Wednesday, 1 March 2017
Brexit bill delayed as Lords back EU nationals' rights
Peers voted by 358 to 256 for an amendment requiring ministers protect the rights of more than three million European Union and European Economic Area (EEA) citizens after Britain leaves the bloc.
The change means the bill must return to the lower House of Commons for further deliberation, delaying final approval just weeks ahead of May's deadline for starting Brexit negotiations by the end of this month.
Before the vote, May said her timetable for triggering Article 50 of the EU's Lisbon treaty, which starts a two-year negotiating period, would not change.
"It is, indeed, my plan to trigger by the end of March," she told MPs.
The bill "ensures that we are responding to the voice of the United Kingdom, when people voted to ensure that we do leave the European Union", she added.

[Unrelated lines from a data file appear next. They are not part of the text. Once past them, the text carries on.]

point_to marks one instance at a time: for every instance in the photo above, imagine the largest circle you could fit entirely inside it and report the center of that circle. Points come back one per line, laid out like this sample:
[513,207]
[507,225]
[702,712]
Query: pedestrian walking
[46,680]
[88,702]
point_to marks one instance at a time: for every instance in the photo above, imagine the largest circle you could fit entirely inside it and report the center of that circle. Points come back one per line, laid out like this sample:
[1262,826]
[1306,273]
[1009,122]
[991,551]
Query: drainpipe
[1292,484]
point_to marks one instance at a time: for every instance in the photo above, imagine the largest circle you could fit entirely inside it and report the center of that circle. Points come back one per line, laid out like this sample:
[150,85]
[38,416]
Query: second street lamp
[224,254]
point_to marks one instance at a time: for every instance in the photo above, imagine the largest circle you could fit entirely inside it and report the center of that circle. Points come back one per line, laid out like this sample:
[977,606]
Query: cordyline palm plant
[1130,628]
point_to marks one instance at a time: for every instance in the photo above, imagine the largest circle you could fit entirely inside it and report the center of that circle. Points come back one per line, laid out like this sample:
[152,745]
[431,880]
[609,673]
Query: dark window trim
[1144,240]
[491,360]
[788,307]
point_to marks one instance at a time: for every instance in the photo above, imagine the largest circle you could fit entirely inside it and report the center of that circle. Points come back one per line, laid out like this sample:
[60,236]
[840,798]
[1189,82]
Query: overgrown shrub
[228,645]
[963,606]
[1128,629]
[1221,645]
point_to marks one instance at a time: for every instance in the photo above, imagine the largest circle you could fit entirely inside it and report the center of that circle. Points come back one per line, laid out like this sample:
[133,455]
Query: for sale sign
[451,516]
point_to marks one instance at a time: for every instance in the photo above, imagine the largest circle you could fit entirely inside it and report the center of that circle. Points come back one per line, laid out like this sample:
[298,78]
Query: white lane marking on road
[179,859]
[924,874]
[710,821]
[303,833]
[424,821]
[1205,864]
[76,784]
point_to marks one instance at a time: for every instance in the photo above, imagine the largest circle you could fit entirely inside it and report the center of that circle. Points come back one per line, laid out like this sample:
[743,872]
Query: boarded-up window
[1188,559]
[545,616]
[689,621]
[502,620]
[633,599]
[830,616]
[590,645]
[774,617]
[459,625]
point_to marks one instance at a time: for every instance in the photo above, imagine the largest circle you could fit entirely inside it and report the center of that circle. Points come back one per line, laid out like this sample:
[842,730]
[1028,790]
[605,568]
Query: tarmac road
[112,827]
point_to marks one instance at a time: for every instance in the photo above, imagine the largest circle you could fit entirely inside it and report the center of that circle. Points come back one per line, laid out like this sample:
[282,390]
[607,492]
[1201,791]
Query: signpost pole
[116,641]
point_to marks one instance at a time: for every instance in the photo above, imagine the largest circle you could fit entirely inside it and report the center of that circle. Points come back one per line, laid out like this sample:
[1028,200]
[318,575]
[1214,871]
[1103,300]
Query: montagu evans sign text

MPs approved the bill by a large majority last month and are certain to reject the amendment, sending the original bill back to the Lords, who are likely to give in.
But the parliamentary ping-pong will delay final assent of the bill, which May had hoped would come next week, and is another blow to her Brexit strategy.
On Monday, former Conservative prime minister John Major accused her of "cheap rhetoric" and an "over-optimistic" view of Britain's future outside the EU.
- 'Lives on hold' -
The June referendum vote was fuelled by concerns about mass EU migration into Britain, and immigration promises to be a critical issue once Brexit negotiations begin.
May has said she will prioritise ending free movement of workers from the other 27 EU countries, even at the cost of trade ties with the bloc.
But the fate of those who are already in Britain remains uncertain, causing intense worry for those affected.
The prime minister has repeatedly said she wants them to stay, but says she must also secure the rights of 1.2 million British citizens living elsewhere in the EU.
Opposition Labour party peer Baroness Dianne Hayter said the amendment was tabled on behalf of "three million people who quite literally feel they are being used as mere bargaining chips".
She rejected May's argument that she must wait for a reciprocal deal, saying: "These two groups of people should not be traded against each other."
She added: "These people need to know now, not in two years' time or even 12 months' time. They simply can't put their lives on hold."
- 'Rights of foreigners' -
May's Conservative party is in the minority in the 800-seat House of Lords, and members of the pro-European Liberal Democrats and many independent peers had pledged to support Labour's amendment.
Former Conservative minister Quintin Hogg, known as Viscount Hailsham, said he would also back it, urging peers to "take the moral high ground".
Another former Tory minister, Lord Norman Tebbit, was jeered when he said the debate seemed to focus on "nothing but the rights of foreigners", when British citizens should be their primary concern.
May had hoped to agree a deal on EU nationals late last year, but EU leaders insisted that on this subject, as with any other, there could be no talks until after the government triggers Article 50.
"The hold-up is less an issue of principle than one of timing," Home Secretary Amber Rudd wrote to peers on the eve of the vote in a bid to fend off the defeat.
"However, I believe the UK and the EU have a common goal to provide this assurance as quickly as possible."
The government has promised that parliament will be able to vote on new immigration arrangements after Brexit.
However, key issues such as the cut-off date for EU arrivals covered under the new arrangements are likely to form part of the Brexit negotiations.